TRAVERSE CITY — The social life of Rose Sickle, 82, is on hiatus thanks to the COVID-19 pandemic.
Not long ago, her social life was thriving thanks in part to the Grand Traverse County Senior Center Network.
“It’s been really a focal point in my life,” she said.
The senior center network which could be described as a Boys and Girls club for older adults, provides a full lineup of activities including exercise and art classes, along with social and support groups. The network includes the Traverse City Senior Center, and satellite programming offered in Kingsley, Fife Lake, Interlochen and Acme.
For more than 20 years, Sickle has both volunteered at the center and participated in activities like card games several times a week and group travel.
“Doing activities there helps to keep us alive and keep us going,” Sickle said.
Sickle is now homebound thanks to COVID-19, the novel virus that has wreaked havoc across the globe.
That means the in-person contact that she and so many others thrived on is no longer an option.
That worries Grand Traverse County Senior Center Network Manager Lori Wells.
“My greatest concern is their mental health,” she said.
The senior center network exists mainly to reduce social isolation. For older adults, being isolated is as damaging as heart disease, according to Wells.
The center served 6,500 different seniors in 2019, and 150 people come through Traverse City Senior Center doors each day, said Wells.
“Now that they can’t come in to the senior center, it’s been a great concern for me, how to stay connected with people, how to make sure that they are connected in some way, shape or fashion,” she said.
To stay connected, the center is robocalling and emailing seniors. It’s also offering some of its most popular classes through online video and on the Traverse Area Community Media platforms.
Before the pandemic, the senior center network also offered a daily in-person lunch at the Traverse City Senior Center and less frequent lunches at its satellite locations. Now, staff are providing curbside pickup where each recipient gets five meals. Sickle was one of them. For her, avoiding contact with staff is hard.
“They miss us, too. Gosh, when we go get food and see them it’s like, ‘I want to be with you. I want to give you a hug,’” she said.

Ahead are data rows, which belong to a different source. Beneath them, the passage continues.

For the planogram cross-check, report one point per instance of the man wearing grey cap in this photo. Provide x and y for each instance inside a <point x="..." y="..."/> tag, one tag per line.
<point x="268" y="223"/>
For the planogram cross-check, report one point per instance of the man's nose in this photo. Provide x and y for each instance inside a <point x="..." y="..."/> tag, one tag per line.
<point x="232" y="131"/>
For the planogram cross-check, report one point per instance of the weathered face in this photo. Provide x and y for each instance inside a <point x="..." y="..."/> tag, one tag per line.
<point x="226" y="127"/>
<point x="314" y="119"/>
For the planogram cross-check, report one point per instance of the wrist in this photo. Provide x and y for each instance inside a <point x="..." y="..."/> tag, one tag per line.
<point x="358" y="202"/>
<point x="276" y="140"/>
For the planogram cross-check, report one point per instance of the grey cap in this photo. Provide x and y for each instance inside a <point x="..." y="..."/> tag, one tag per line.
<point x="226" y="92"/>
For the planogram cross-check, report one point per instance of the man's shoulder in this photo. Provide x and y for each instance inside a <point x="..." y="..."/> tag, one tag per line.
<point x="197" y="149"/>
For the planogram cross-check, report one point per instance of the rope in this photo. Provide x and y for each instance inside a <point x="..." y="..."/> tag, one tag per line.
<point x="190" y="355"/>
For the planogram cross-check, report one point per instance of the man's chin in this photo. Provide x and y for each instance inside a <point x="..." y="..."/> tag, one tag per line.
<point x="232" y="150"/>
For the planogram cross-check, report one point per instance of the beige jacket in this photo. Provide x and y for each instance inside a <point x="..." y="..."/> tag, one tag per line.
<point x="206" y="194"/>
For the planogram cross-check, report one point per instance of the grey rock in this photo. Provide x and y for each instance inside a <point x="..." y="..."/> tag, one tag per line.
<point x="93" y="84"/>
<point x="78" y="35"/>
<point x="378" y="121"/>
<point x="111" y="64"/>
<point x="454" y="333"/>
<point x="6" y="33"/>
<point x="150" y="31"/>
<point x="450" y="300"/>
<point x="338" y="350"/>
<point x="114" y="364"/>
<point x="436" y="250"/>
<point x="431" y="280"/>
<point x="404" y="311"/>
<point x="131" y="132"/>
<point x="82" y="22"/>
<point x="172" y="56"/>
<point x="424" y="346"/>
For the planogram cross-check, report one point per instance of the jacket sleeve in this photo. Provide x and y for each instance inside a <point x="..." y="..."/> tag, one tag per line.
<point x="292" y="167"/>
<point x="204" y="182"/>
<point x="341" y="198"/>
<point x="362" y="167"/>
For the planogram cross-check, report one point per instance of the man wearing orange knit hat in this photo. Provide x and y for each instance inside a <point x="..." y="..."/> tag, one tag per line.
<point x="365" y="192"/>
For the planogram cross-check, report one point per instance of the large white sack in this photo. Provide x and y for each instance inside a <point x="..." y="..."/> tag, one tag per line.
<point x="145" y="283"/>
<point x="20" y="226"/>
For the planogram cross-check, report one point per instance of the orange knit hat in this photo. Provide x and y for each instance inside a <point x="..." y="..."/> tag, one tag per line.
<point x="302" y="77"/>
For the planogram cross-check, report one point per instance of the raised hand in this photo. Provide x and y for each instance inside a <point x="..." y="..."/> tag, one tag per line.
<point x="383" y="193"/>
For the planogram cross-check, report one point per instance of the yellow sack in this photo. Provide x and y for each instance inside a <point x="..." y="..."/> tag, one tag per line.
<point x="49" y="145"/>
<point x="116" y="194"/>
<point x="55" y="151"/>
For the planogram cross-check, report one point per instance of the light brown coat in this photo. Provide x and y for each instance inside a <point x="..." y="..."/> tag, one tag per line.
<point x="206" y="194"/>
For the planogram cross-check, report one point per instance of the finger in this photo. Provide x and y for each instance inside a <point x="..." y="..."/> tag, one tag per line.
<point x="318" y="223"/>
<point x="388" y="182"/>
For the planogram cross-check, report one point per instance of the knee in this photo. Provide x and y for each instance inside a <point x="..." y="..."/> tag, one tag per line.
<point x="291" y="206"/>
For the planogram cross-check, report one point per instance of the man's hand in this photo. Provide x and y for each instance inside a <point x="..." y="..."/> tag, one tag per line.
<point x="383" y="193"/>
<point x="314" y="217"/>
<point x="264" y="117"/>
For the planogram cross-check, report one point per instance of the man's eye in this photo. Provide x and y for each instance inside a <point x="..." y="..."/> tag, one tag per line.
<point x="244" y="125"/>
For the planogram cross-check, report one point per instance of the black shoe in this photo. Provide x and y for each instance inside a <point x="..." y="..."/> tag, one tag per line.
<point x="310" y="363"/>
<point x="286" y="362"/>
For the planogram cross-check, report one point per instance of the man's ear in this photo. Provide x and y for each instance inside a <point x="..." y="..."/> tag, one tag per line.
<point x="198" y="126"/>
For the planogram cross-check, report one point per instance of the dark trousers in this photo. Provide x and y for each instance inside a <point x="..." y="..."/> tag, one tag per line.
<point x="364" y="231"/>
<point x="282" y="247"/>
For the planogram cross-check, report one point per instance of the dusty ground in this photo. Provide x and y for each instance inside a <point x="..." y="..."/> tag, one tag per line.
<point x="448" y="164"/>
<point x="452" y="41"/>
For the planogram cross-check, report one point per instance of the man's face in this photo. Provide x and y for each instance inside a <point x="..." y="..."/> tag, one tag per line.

All of the senior center network’s meal offerings are provided through Northwest Michigan’s Community Action Agency’s Meals on Wheels program. Like the name implies, that program also delivers meals to people 60 and older who can’t leave their homes.
Right now, though a person may be physically able, the risk of getting infected has made the need for prepared meals much larger.
In fact, according to Lisa Robitshek, the manager of the Meals on Wheels program at the NMCAA, the organization expects to provide an additional 8,200 meals though both curbside delivery and drop off due to COVID-19.
“We are seeing new clients that might not otherwise qualify,” said Robitshek. To cut back on in-person contact, Meals on Wheels is delivering a week’s worth of frozen meals once a week.
During the delivery Robitshek said staff do a safety check by knocking on the door of the recipient and then stepping back 6 feet.
Staff won’t leave the meal until they know the client is OK. Both before COVID-19 and now during the pandemic, the social connection provided by the service is as important as the food, Robitshek said.
“Sometimes we may be the only people that they see for days at a time,” she said.
Sickle is managing the alone time by keeping in touch with friends via email, phone, and writing letters. She’s now also communicating with family by reluctantly participating in FaceTime videos.
She’ll do what it takes to get to the other side of the virus, she said.
“I’m not saying I’m happy to be here, but I can do it,” she said. “I can stay in here isolated as long as it takes.”